On 5/3/2011 10:34 PM, John wrote:
-----Original Message-----
From: Ted Mittelstaedt<t...@mittelstaedt.us> Sent: May 4, 2011
12:48 AM To: freebsd-emulation@freebsd.org Subject: Re: virtualbox
I/O 3 times slower than KVM?
On 5/3/2011 11:25 AM, John wrote:
-----Original Message-----
From: Ted Mittelstaedt<t...@mittelstaedt.us> Sent: May 3,
2011 12:02 AM To: Adam Vande More<amvandem...@gmail.com> Cc:
freebsd-emulation@freebsd.org Subject: Re: virtualbox I/O 3
times slower than KVM?
On 5/2/2011 7:39 PM, Adam Vande More wrote:
On Mon, May 2, 2011 at 4:30 PM, Ted
Mittelstaedt<t...@mittelstaedt.us<mailto:t...@mittelstaedt.us>>
wrote:
that's sync within the VM. Where is the bottleneck taking
place? If the bottleneck is hypervisor to host, then the
guest to vm write may write all it's data to a memory buffer
in the hypervisor that is then slower-writing it to the
filesystem. In that case killing the guest without killing
the VM manager will allow the buffer to complete emptying
since the hypervisor isn't actually being shut down.
No the bottle neck is the emulated hardware inside the VM
process container. This is easy to observe, just start a
bound process in the VM and watch top host side. Also the
hypervisor uses native host IO driver, there's no reason for
it to be slow. Since it's the emulated NIC which is the
bottleneck, there is nothing left to issue the write. Further
empirical evidence for this can be seen by by watching gstat
on VM running with an md or ZVOL backed storage. I already
utilize ZVOL's for this so it was pretty easy to confirm no
IO occurs when the VM is paused or shutdown.

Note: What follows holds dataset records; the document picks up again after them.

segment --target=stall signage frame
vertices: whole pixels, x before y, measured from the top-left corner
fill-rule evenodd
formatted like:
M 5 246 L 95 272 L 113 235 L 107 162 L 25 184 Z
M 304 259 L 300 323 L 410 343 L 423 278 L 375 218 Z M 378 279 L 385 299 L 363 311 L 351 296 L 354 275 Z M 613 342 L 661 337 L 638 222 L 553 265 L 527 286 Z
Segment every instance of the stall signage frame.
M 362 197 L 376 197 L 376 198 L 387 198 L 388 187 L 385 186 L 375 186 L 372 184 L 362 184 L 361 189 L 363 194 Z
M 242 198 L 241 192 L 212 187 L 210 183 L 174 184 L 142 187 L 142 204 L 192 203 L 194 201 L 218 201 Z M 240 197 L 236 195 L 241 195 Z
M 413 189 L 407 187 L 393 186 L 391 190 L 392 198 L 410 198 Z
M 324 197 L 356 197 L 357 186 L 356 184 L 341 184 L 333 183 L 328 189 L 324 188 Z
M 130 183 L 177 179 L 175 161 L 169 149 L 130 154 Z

Is his app going to ever face the extremely bad scenario,
though?
The point is it should be relatively easy to induce patterns
you expect to see in production. If you can't, I would
consider that a problem. Testing out theories(performance
based or otherwise) on a production system is not a good way
to keep the continued faith of your clients when the
production system is a mission critical one. Maybe throwing
more hardware at a problem is the first line of defense for
some companies, unfortunately I don't work for them. Are
they hiring? ;) I understand the logic of such an approach
and have even argued for it occasionally. Unfortunately
payroll is already in the budget, extra hardware is not even
if it would be a net savings.
Most if not all sites I've ever been in that run Windows
servers behave in this manner. With most of these sites SOP is
to "prove" that the existing hardware is inadequate by loading
whatever Windows software that management wants loaded then
letting the users on the network scream about it. Then money
magically frees itself up when there wasn't any before. Since
of course management will never blame the OS for the slowness,
always the hardware.
Understand I'm not advocating this, just making an
observation.
Understand that I'm not against testing but I've seen people
get so engrossed in spending time constructing test suites that
they have ended up wasting a lot of money. I would have to
ask, how much time did the OP who started this thread take
building 2 systems, a Linux and a BSD system? How much time
has he spent trying to get the BSD system to "work as well as
the Linux" system? Wouldn't it have been cheaper for him to
not spend that time and just put the Linux system into
production?
Ted
Thanks a lot for everyone's insights and suggestions. The CentOS
on the KVM is a production server, so I took some time to
prepare another CentOS on that KVM and did the test as Ted
suggested before (for comparison, right now the test freebsd is
the only guest on the virtualbox).
What I do is to cat the 330MB binary file (XP service pack from
Microsoft) 20 times into a single 6.6GB file, "date" before and
afterwards, and after the second date finishes, immediately
Force power shut down. There are two observations:
1. the time to complete copying into this 6.6GB file were 72s,
44s, 79s in three runs, presumably because there is another
production VM on the same host. The average is 65s, so it's
about 100MB/s. 2. After immediately power down, I do found the
resulting file was less than 6.6GB. So indeed the VM claimed the
completion of the copying before it actually did.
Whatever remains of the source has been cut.